I am beyond grateful for the work I do and the people I work with. Some of my greatest friendships were forged through late nights and long rants with peers whose passion and strength will take them the furthest of places. Among the horde of faculty, some of whom I speak out against, there are professors and administrators who have helped me grow and learn as I push through my toughest days and whom I look up to. 

 

While I boast about the incredible and unforgettable experiences I have gained through my extracurricular activities at university, I can’t help but offer a word of advice to optimistic students who are eager to get in on the fight. It’s okay not to put your communities’ and your institution’s problems on your shoulders. But, if you are anything like me, and can’t sit still while the world seems like it’s spinning out of control then at least prepare for what you’re getting into. Speaking in front of a crowd in your school’s courtyard may make you feel amazing and powerful as you hold signs, take photos, and raise awareness for a cause you are passionate about, but it is also a sore throat from your repeatedly ignored shouts, an empty stomach because you didn’t have time to eat, and crying in front of strangers because you’re so overwhelmed with emotion. It is rewriting every email a dozen times so that your words are polite enough, but still have a bite to them. It is squeezing meetings into your already packed class schedule, re-explaining parts of your identity over and over again, and endlessly trying to prove the value of your work. This is the burden of emotional labor that no one talks about.

 

When I read an article one morning that criticized the work that my peers and I accomplished I got upset, not because I was criticized, but because hours of careful labor were hardly listened to and dismissed without consideration. It seemed like there wasn’t even thought as to why I do what I do.
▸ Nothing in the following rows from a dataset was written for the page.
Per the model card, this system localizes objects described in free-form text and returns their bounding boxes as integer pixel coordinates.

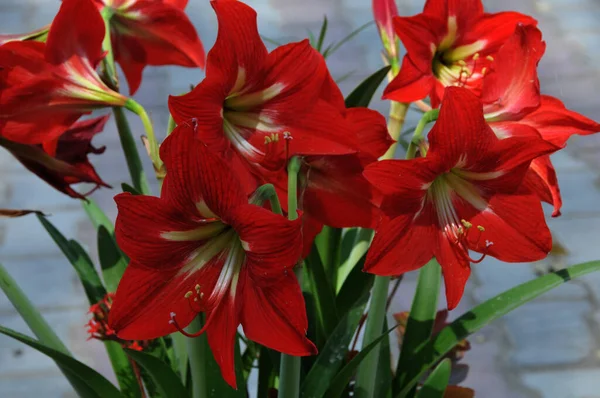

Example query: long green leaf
[325,325,398,398]
[301,291,369,398]
[346,66,390,108]
[304,246,339,340]
[81,198,115,234]
[395,261,600,398]
[37,215,106,304]
[127,350,189,398]
[0,326,121,398]
[394,259,442,392]
[417,358,452,398]
[98,225,128,292]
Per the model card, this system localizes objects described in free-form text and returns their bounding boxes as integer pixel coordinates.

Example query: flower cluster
[0,0,600,387]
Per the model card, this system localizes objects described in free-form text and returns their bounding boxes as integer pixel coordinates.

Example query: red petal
[206,282,240,389]
[231,205,302,286]
[46,0,105,66]
[108,264,198,340]
[363,157,436,217]
[383,56,436,102]
[206,0,267,84]
[481,26,546,120]
[520,95,600,147]
[365,211,437,276]
[303,155,381,228]
[242,272,317,356]
[160,123,248,219]
[346,108,394,163]
[111,1,205,94]
[469,188,552,262]
[115,193,199,269]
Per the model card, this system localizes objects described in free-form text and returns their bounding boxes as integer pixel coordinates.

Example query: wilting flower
[86,293,150,351]
[169,0,356,178]
[481,26,600,216]
[365,87,558,309]
[0,116,109,198]
[384,0,537,108]
[109,125,316,387]
[0,25,50,45]
[0,0,126,147]
[95,0,204,95]
[373,0,398,62]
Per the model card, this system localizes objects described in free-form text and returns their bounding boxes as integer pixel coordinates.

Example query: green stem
[354,276,391,398]
[278,156,302,398]
[186,315,210,398]
[113,107,150,195]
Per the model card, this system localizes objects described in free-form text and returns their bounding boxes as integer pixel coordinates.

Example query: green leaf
[325,325,398,398]
[394,259,442,392]
[304,246,339,340]
[395,261,600,398]
[0,326,121,398]
[126,350,189,398]
[301,291,369,398]
[37,215,106,304]
[323,21,373,58]
[81,198,115,235]
[121,182,141,195]
[335,255,375,316]
[346,66,390,108]
[417,358,452,398]
[98,225,128,292]
[315,15,329,52]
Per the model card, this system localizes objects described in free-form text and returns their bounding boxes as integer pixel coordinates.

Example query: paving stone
[503,301,595,367]
[523,368,600,398]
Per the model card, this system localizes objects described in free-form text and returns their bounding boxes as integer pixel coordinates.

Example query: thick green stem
[113,107,150,195]
[186,315,210,398]
[278,157,302,398]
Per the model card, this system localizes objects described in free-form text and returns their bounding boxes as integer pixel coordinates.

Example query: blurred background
[0,0,600,398]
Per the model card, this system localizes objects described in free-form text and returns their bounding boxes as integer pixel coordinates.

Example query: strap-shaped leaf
[346,66,390,108]
[417,358,452,398]
[301,291,369,398]
[0,326,121,398]
[325,325,398,398]
[395,261,600,398]
[127,350,189,398]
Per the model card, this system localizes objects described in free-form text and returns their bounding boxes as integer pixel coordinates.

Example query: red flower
[365,87,557,309]
[481,26,600,216]
[384,0,537,108]
[109,124,316,387]
[373,0,398,59]
[96,0,204,95]
[0,0,126,144]
[0,116,110,199]
[169,0,356,180]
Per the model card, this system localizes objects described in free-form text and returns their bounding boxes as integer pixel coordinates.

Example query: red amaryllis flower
[95,0,204,95]
[0,0,126,146]
[365,87,558,309]
[169,0,356,180]
[481,26,600,216]
[373,0,398,61]
[0,116,110,199]
[109,125,316,387]
[384,0,537,108]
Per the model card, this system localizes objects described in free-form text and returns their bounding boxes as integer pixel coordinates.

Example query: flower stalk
[278,156,302,398]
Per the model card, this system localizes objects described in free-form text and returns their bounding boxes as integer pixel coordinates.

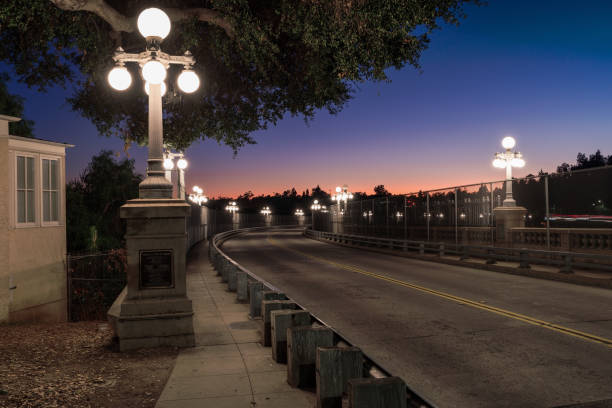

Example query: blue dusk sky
[4,0,612,196]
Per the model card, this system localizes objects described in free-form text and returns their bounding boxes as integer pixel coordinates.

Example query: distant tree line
[66,150,612,253]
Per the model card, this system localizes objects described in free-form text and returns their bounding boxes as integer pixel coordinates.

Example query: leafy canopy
[0,74,34,137]
[0,0,479,150]
[66,150,142,252]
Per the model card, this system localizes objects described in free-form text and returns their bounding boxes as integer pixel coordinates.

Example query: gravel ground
[0,322,178,408]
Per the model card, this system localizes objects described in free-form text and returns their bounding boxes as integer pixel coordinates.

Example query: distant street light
[164,150,188,200]
[332,184,353,213]
[189,186,208,205]
[107,8,200,199]
[225,201,238,214]
[493,136,525,207]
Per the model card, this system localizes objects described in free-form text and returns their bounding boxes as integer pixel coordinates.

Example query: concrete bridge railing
[209,226,434,408]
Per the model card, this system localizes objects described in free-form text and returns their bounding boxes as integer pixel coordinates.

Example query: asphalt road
[223,232,612,408]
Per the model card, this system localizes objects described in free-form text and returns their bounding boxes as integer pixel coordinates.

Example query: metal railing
[313,166,612,254]
[209,226,435,408]
[304,230,612,273]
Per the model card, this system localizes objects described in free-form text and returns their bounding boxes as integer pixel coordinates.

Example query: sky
[4,0,612,197]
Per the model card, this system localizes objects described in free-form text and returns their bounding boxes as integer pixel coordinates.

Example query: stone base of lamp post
[138,171,175,199]
[493,207,527,246]
[108,199,195,351]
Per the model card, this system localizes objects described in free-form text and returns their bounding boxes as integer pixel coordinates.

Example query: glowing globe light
[145,82,168,96]
[493,159,506,169]
[177,70,200,93]
[164,159,174,170]
[107,67,132,91]
[502,136,516,150]
[142,60,166,84]
[137,8,170,40]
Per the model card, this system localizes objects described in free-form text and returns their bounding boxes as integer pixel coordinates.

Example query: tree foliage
[0,0,479,149]
[0,74,34,137]
[66,150,142,252]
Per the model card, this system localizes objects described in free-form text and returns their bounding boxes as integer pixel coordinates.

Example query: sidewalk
[156,242,315,408]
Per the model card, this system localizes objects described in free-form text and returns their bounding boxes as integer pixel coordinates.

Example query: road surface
[223,231,612,408]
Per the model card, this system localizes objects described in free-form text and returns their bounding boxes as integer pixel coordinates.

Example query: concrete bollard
[249,282,263,318]
[219,258,230,282]
[227,264,238,292]
[261,300,297,347]
[270,310,311,364]
[348,377,407,408]
[316,347,363,408]
[236,271,249,303]
[287,326,334,387]
[261,290,287,300]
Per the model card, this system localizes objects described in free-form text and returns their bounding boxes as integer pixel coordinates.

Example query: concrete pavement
[156,243,315,408]
[224,232,612,407]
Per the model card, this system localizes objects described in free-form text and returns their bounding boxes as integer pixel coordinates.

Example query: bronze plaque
[140,249,174,289]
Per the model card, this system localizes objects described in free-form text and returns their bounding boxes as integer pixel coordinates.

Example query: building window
[17,156,36,224]
[42,159,60,222]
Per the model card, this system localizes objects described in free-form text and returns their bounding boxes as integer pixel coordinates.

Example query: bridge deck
[223,232,612,407]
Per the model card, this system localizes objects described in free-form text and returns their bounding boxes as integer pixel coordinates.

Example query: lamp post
[164,150,188,200]
[225,201,239,214]
[332,184,353,214]
[108,8,200,198]
[189,186,208,205]
[310,199,325,230]
[493,136,525,207]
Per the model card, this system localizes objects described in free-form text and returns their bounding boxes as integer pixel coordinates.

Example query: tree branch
[51,0,136,33]
[164,8,235,38]
[50,0,235,38]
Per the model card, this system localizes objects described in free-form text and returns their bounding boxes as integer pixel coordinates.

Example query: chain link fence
[66,205,310,321]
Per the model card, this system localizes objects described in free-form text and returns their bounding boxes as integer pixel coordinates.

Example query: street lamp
[107,8,200,198]
[225,201,238,214]
[164,150,188,200]
[332,184,353,212]
[189,186,208,205]
[310,200,321,211]
[493,136,525,207]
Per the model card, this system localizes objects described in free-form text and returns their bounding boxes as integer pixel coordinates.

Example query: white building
[0,115,73,322]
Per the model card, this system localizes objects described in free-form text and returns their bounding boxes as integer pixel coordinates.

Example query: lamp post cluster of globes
[108,8,200,96]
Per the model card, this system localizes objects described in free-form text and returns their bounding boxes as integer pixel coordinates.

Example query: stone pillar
[493,207,527,247]
[287,326,334,387]
[261,300,297,347]
[249,282,263,318]
[236,271,249,303]
[226,263,238,292]
[108,199,195,351]
[316,347,363,408]
[270,310,310,364]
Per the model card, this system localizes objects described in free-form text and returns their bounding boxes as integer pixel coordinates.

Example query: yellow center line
[268,237,612,348]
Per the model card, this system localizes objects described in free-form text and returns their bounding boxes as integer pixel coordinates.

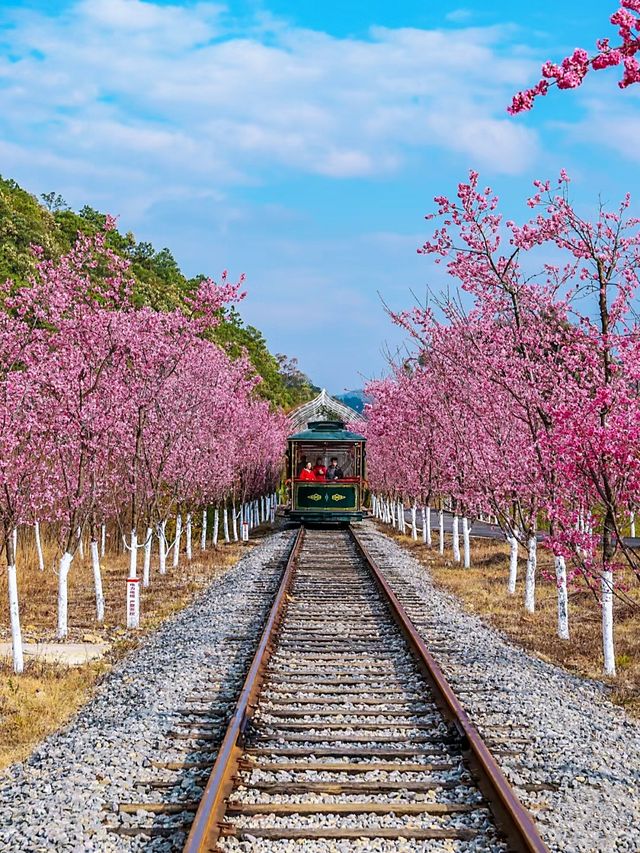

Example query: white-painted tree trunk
[462,515,471,569]
[187,512,193,560]
[524,533,538,613]
[34,521,44,572]
[142,527,153,587]
[211,507,220,548]
[422,504,431,548]
[90,540,104,622]
[7,564,24,675]
[156,519,167,575]
[200,507,207,551]
[58,551,73,640]
[231,501,238,542]
[173,512,182,569]
[554,555,569,640]
[600,571,616,675]
[129,528,138,578]
[507,536,518,595]
[451,513,460,563]
[222,504,231,545]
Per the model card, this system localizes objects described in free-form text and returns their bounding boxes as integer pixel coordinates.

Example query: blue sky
[0,0,640,392]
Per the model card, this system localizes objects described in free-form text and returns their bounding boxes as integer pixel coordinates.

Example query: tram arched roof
[288,388,365,432]
[289,421,366,442]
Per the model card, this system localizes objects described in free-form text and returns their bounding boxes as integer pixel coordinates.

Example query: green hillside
[0,177,319,408]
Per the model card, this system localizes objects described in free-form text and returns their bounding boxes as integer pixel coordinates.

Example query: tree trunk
[222,504,231,545]
[156,519,167,575]
[173,512,182,569]
[554,555,569,640]
[129,528,138,578]
[142,527,153,587]
[422,504,431,548]
[601,570,616,676]
[58,551,73,640]
[451,513,460,563]
[5,528,24,675]
[507,536,518,595]
[91,535,104,622]
[231,501,238,542]
[524,532,538,613]
[76,527,84,561]
[462,515,471,569]
[200,507,207,551]
[187,512,193,560]
[33,521,44,572]
[211,507,220,548]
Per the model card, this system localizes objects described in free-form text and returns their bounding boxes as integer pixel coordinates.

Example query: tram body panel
[287,421,366,523]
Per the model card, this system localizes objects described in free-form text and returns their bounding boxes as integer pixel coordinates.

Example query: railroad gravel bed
[0,532,293,853]
[360,522,640,853]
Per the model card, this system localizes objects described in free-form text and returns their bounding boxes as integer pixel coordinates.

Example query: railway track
[176,529,547,853]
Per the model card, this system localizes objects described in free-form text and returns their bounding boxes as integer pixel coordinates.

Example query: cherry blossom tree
[508,0,640,115]
[369,172,640,674]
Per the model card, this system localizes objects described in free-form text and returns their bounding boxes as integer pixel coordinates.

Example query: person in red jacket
[313,456,327,481]
[300,462,316,480]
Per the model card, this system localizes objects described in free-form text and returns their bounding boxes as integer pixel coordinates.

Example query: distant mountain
[333,388,370,412]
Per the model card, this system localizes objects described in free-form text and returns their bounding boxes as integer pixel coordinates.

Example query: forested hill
[0,177,319,409]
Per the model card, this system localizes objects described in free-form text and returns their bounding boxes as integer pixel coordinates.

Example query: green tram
[287,421,366,524]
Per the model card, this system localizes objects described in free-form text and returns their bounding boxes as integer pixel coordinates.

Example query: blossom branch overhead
[507,0,640,115]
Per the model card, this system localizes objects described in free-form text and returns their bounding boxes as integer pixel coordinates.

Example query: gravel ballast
[0,522,640,853]
[0,532,293,853]
[361,522,640,853]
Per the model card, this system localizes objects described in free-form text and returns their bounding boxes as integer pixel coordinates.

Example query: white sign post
[127,578,140,628]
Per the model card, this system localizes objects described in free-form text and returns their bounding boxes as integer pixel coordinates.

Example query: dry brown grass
[0,530,265,769]
[380,525,640,716]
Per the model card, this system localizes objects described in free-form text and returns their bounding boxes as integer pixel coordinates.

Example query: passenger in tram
[313,456,327,481]
[327,456,344,480]
[300,462,316,480]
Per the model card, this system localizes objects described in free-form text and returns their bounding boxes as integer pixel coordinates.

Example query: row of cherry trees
[0,222,286,671]
[367,173,640,674]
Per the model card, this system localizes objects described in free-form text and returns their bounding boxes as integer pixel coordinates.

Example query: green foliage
[0,177,319,409]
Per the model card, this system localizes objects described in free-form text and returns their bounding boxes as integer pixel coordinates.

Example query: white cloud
[0,0,537,209]
[445,9,473,24]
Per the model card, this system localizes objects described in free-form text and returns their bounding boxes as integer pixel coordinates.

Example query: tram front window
[293,443,358,482]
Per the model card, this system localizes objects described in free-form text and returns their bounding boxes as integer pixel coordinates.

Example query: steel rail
[184,527,304,853]
[349,528,549,853]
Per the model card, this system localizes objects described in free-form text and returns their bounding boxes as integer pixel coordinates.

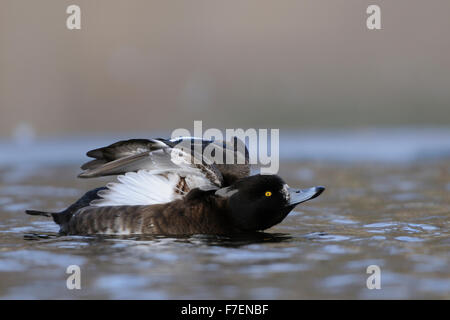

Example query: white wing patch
[90,168,217,207]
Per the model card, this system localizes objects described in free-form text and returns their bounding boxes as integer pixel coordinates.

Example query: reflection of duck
[26,138,324,235]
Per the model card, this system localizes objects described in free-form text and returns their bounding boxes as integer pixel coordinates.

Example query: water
[0,130,450,299]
No one is perfect and no student leader, organizer, or activist is the same, all of our work looks different, but one commonality is the effort, devotion, and commitment we give to improving our campuses for those around us and those who come after us. 

 

I am not even halfway through my college experience, and I am already exhausted, not because of everything I do, but because of everything I feel. I look to my peer mentors and other student leaders that came before me, who stood in worse positions and won, even if the victory was small, to show myself that the fight is, indeed, worth it. I’ll never forget a 10-hour demonstration I held on Indigenous People’s Day when tears were streaming down my face and students and faculty came in solidarity and said that my dedication to the cause of indigenous representation motivated them to have conversations with their peers and families. On the days I feel defeated, I remember moments like these and remind myself that the emotional labor we put in has beautiful rewards, even when we can’t see them or benefit from them ourselves. 

 

When you see a student who is organizing an event, about to talk to your school’s administration or is speaking out about a cause, go up and ask them what they do and why they do it. Seeking to understand why we do this is the most important way you can support student activists and it may even be a way to get in on the fight yourself. I advise you to listen to a phrase one of my mentors likes to say, “Seek first to understand then to be understood” and know that every boulder we move, makes the road to a better future a little bit clearer.

 

Georgie is a sophomore at the George Washington University majoring in International Affairs with a minor in Journalism. Originally from Middletown, PA, on campus you can find her busy at work as the President for GW Students for Indigenous and Native American Rights, the Director of Diversity & Inclusion for the GW Student Association, and as a Resident Advisor. In her free time she's most likely proving why dogs are better than cats or consuming copious amounts of black coffee.